NETFLIX – ON DEMAND – SERIES
In an artistic and pragmatic gesture – subscribers to SVOD services tend to abuse the “Skip intro” command – the very neat credits of Transatlantic was moved to the end of each episode. Composed of black and white images inspired by surrealism, it testifies to the formal ambition of this series developed by the German Anna Winger (Unorthodox) to pay tribute to a largely forgotten act of resistance.
Without claiming scientific accuracy, the series is inspired by the singular destinies of journalist Varian Fry (Cory Michael Smith) and wealthy heiress Mary Jayne Gold (Gillian Jacobs), two American expatriates whose activism, at the start of the Second World War, allowed 2,000 European Jews, mainly artists and intellectuals, to leave the continent via Marseille, then in the free zone.
Transatlantic describes the perilous work of bribing the competent authorities and snatching the necessary visas from not necessarily complacent American diplomats, just as much as it endeavors to depict a community of bubbling spirits. First massed at the Splendide hotel in Marseille, where Mary Jayne Gold has her quarters, the candidates for exile gather in the Air-Bel villa, waiting to get the sesame to board. In this almost timeless space, the ghosts of André Breton, Max Ernst, Peggy Guggenheim, Hannah Arendt, Victor Brauner… who continue to paint, compose, write and party, waiting for better days. .
It is in the villa that Varian and Mary Jayne are most themselves, free for him to live his homosexuality, for her to fall in love with a young resistance fighter. The presence of a few “anonymous” in the villa recalls, in this respect, the injustice that this luxury emigration represents for all those who will not be able to embark.

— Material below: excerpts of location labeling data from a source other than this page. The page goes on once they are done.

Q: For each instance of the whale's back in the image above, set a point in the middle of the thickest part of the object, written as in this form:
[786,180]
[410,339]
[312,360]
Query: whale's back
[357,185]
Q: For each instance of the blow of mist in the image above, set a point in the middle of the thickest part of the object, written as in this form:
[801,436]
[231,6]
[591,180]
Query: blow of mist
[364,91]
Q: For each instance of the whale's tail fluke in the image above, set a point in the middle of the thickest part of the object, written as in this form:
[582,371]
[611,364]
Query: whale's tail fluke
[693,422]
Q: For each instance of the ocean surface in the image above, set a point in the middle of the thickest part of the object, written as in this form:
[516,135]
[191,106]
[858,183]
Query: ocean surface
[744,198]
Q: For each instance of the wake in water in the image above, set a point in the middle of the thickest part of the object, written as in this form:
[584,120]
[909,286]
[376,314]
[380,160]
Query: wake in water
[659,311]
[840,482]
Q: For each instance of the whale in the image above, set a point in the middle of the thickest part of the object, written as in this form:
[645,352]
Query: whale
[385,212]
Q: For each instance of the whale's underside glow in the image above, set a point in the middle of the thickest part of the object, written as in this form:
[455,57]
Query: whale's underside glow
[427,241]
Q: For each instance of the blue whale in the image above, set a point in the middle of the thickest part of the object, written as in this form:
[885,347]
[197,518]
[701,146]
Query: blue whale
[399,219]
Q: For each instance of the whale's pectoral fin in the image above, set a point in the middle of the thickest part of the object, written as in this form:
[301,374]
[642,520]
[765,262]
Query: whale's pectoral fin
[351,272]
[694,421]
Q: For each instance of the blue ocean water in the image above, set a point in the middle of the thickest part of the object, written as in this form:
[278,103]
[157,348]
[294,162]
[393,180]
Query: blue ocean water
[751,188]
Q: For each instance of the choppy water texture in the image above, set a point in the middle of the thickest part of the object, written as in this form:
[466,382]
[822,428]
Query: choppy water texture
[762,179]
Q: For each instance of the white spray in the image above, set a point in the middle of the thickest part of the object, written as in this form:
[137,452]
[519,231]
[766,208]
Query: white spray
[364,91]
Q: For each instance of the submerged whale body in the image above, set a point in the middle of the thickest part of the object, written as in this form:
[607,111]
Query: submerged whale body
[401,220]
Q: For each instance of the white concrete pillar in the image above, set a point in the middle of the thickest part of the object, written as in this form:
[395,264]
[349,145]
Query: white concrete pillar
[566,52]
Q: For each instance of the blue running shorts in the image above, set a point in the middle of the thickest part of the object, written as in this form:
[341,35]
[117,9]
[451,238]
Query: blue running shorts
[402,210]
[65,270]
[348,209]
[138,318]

Documented and anachronistic
Both documented and light, precise and anachronistic, the series does not avoid bizarre conventions – all these French people who speak English so well – and transposes contemporary debates as they stand. Colonial France invites itself to the screenplay in the person of two black employees of the Hotel Splendide, determined to bring together the anti-Nazi and anti-racist struggles. Similarly, Varian Fry’s sexuality, which is of little use in the story, serves above all as a pretext to evoke the fate reserved for homosexuals under the IIIe Reich.